Vacancy Collaborative Working to Solve Vacancy Problem in St. Louis City

    Like many Midwestern legacy cities, St. Louis has experienced a sharp decline in population since the mid 20th century. A declining population, coupled with systemic poverty, has resulted in vacant and abandoned properties across the city.

    According to Mayor Lyda Krewson’s “A Plan to Reduce Vacant Lots and Buildings” report, of the 129,000 total properties in St. Louis, about 25,000 are considered vacant and abandoned.

    These vacant properties blight neighborhoods, decrease the values of nearby occupied properties, and pose serious health and public safety risks. Vacant and abandoned properties also strain City resources.

    Maintenance and upkeep has cost the St. Louis taxpayer more than $17 million in just the last five years.

    “It costs us all in ways that means we don’t have resources going for other purposes: schools, police, parks, and all kinds of things,” said Bob Lewis, Co-Chair of the Vacancy Advisory Committee.

    The St. Louis Vacancy Collaborative, a working coalition of St. Louis residents, civic leaders, non-profits, and business leaders, launched in 2018 in order to address this chronic vacancy issue.

    “I can just imagine what younger people who live in it feel when they have to go out in it everyday and walk to school and walk past the broken glass, the trash, the filthy lots, dilapidated homes, and you just feel like you are not valued, you don’t have worth,” said Sundy Whiteside, Co-Chair of the Vacancy Advisory Committee.

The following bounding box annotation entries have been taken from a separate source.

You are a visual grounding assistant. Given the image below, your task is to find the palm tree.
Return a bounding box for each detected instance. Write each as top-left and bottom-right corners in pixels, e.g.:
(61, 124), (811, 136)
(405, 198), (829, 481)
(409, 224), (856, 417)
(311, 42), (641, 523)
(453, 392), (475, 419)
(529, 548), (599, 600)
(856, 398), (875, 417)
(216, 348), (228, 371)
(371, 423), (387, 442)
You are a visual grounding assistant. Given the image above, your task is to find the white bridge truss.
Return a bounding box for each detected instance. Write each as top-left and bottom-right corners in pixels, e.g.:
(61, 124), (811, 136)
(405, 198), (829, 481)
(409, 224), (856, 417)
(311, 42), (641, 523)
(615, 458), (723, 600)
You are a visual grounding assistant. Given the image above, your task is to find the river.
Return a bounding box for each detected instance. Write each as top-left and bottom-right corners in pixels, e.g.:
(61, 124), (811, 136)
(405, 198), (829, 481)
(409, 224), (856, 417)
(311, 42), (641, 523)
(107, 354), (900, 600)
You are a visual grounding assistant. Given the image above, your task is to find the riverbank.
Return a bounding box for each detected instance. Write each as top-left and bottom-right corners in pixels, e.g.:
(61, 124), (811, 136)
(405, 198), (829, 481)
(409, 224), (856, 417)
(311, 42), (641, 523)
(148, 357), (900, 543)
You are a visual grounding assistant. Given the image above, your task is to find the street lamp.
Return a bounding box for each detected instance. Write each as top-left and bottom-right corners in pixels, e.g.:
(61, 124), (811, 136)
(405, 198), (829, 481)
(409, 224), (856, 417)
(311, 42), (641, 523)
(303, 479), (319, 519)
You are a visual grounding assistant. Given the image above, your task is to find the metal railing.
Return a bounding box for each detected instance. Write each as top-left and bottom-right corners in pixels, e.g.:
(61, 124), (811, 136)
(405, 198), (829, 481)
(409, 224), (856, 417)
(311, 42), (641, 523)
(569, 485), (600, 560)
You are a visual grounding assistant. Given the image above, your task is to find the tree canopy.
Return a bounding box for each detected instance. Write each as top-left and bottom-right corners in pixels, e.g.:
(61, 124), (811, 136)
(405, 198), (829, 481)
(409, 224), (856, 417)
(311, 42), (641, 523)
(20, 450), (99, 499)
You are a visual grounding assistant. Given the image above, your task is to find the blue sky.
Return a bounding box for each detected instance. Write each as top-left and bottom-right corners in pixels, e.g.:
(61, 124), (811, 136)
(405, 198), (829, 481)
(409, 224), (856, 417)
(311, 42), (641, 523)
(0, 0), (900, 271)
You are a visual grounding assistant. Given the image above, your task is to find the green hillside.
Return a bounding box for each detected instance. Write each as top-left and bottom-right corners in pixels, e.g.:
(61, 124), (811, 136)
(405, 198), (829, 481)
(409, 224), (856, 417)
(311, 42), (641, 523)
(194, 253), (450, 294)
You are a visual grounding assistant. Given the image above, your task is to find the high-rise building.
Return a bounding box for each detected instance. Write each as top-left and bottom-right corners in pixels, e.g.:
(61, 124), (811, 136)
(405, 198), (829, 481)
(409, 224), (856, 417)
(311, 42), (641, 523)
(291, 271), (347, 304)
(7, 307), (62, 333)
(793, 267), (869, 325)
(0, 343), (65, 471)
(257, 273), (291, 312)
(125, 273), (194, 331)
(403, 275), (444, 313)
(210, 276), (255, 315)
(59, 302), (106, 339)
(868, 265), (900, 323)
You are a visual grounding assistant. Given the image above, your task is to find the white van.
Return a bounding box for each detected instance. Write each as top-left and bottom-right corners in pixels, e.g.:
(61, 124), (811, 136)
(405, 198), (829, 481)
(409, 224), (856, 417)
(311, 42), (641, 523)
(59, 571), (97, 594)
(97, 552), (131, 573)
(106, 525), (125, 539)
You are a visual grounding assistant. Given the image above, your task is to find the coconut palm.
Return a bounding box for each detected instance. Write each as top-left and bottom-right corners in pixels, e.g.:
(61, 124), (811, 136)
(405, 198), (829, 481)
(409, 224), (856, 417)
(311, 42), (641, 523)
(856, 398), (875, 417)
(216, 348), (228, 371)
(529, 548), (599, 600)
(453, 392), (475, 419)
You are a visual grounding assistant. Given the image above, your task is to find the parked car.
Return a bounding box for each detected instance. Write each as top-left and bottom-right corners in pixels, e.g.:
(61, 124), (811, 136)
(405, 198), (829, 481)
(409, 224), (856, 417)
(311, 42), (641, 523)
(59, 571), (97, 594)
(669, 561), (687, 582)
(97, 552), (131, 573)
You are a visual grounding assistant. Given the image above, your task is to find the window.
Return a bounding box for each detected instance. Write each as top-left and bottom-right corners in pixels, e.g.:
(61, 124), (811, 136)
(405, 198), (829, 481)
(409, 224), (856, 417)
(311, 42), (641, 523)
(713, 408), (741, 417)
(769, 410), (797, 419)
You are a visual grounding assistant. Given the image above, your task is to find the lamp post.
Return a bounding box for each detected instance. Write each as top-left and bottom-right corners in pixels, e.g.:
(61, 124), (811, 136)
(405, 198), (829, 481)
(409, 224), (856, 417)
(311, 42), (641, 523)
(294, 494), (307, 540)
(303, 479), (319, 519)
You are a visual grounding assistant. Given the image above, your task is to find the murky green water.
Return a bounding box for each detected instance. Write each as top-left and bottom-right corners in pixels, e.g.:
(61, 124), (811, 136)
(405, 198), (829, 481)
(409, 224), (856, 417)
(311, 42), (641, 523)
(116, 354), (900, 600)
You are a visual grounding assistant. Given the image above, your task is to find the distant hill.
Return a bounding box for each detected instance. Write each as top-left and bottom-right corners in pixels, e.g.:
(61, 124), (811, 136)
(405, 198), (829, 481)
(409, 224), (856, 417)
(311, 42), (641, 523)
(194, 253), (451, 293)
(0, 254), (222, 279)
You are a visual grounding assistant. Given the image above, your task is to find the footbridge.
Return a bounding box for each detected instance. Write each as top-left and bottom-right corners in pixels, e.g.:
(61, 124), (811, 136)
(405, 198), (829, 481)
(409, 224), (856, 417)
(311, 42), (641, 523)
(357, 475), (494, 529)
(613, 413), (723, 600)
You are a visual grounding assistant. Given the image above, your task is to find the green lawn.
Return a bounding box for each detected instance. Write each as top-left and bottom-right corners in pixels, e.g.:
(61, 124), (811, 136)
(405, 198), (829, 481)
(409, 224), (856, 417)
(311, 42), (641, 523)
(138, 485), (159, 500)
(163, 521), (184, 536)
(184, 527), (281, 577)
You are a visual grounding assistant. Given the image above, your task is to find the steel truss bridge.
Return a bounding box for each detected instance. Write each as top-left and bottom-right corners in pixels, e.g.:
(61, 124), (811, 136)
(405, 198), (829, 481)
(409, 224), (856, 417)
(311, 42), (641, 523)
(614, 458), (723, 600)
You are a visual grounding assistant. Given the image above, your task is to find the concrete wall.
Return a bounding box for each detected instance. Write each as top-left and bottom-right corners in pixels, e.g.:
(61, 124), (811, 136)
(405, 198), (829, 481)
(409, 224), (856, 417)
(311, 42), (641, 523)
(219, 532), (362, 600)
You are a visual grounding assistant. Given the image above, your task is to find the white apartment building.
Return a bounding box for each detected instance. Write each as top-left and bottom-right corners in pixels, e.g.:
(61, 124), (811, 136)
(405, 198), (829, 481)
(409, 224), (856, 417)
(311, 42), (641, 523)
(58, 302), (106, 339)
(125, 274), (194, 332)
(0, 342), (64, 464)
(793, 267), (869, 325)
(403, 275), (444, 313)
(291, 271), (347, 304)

    According to the St. Louis Vacancy Collaborative website, the number of vacant parcels has decreased by nearly 20 percent due to publicly funded demolitions since the launch of the collaborative.

    In order to prevent vacancy, it is important to understand the cause of it in the first place.

    “Many of the problems that contribute to vacancy exist here. Some of those are systemic poverty issues. Some of those are issues related to white flight, segregationist racist practices, by private owners and government policy going back decades,” said Peter Hoffman, Staff Attorney at Legal Services of Eastern Missouri.

    “If you look at historic maps of where these vacant properties exist, you can find some correlation there between historic access to credit, like redlining and the inability of people of color to be able to get a loan for their property, to buy property. A lot of redlining maps kind of mirror where our vacancy problems are the highest today.”